TWC is a great space for learning how to cook, developing your cooking skills, and eating the best food on campus (we all know how to season food and often cook foods from each of our cultures). Our meals always have to have dietary restriction options, so it is a great place for students who are vegan or vegetarian as we mostly eat beans, lentils, and tofu as our main sources of protein. We do eat meat occasionally, but mostly for special meals which occur on weekend dinners and often require more prep and planning than any other meal. Last semester my friend Sage and I made oxtail and crusty bread for a special meal and it was quite literally magical. In terms of a typical weekday meal, a very classic meal is rice, lentils, and a roasted vegetable. Our usual starch option is gluten-free, consisting of rice or potatoes (or millet, an ancient grain packed with nutrients that I have been trying to get to catch on in the co-op), and for veggies, we usually have whatever organic produce is in season in Northeast Ohio. During the fall months, we have more of an abundance, of corn, kale, green beans, zucchini, and eggplant to name a few. In the winter months, we mostly eat beets, carrots, and other root vegetables (which I love), but also get fresh veggies like lettuce and collard greens.

The way co-ops work is that as long as a cook or crew shift is not happening, you basically have free reign to make yourself the snack of your dreams using any of the ingredients we have in the kitchen. We keep all kitchen staples in stock, and you can request special ingredients if there is something specific you want to make for the co-op or yourself. In my spare time, I love making tasty things for the co-op like cardamom buns, oatmeal chocolate chip cookies, and mochi cake. While we as a cooperative don’t coordinate the cooking of a hot breakfast for all the members, there are breakfast items such as yogurt, puffed grains, and eggs that you can whip up and enjoy for a morning boost. For lunch and dinner, we have set meal times, but if you can’t make a meal you can request a save plate and a full plate will be placed in a fridge with your name on it so you can retrieve it and heat it up whenever you are free. During all other times, you have unlimited snacking privileges of the fresh foods we have. My favorite snacks to get from the co-op are the apples we get from a local orchard which are some of the best apples I’ve eaten in my life, a quick fried egg from the kitchen, and local chocolate milk with honey puffed spelt. I seriously feel spoiled by the quality of the ingredients we get to work with. For as long as I have been in TWC, it has consisted of a little more than 30 members, but it has a capacity of 60 members and we are always looking to grow our community. The fact that it is significantly smaller than the other co-ops means that it really is more of an intertwined community. Each day I love my co-op more and more and have found students that share my passion for creating yummy food and cleaning our kitchen for the community we all care for. At Oberlin, finding community with students of color was a lifeline that continues to support me every day. 
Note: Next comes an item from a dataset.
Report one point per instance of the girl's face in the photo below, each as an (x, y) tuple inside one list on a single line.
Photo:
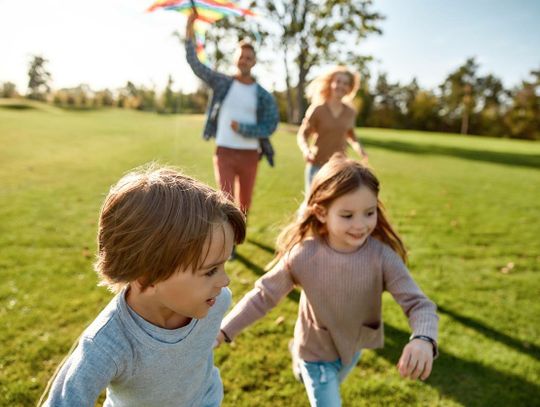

If you are interested in living or dining in a cooperative and intentional safe space community with other students of color, join TWC and TWSJ! Current students can apply to TWC and TWSJ by filling out the application and joining the OSCA lottery. The deadline is technically March 1st, but after that, the OSCA waitlist will open and there will be plenty of time to join. The applications are a bit menacing but are read anonymously and we are just looking to see if your identity aligns with the principles of our co-op, so don't worry if your answers aren't fully fleshed out. If you are nervous about joining something you’ve never experienced before, people of color are always welcome to our meals which happen at 12:20 pm and 6:20 pm every day. For incoming students, there will be another lottery in June so be on the lookout for that. At Oberlin, there is no place like TWC and TWSJ.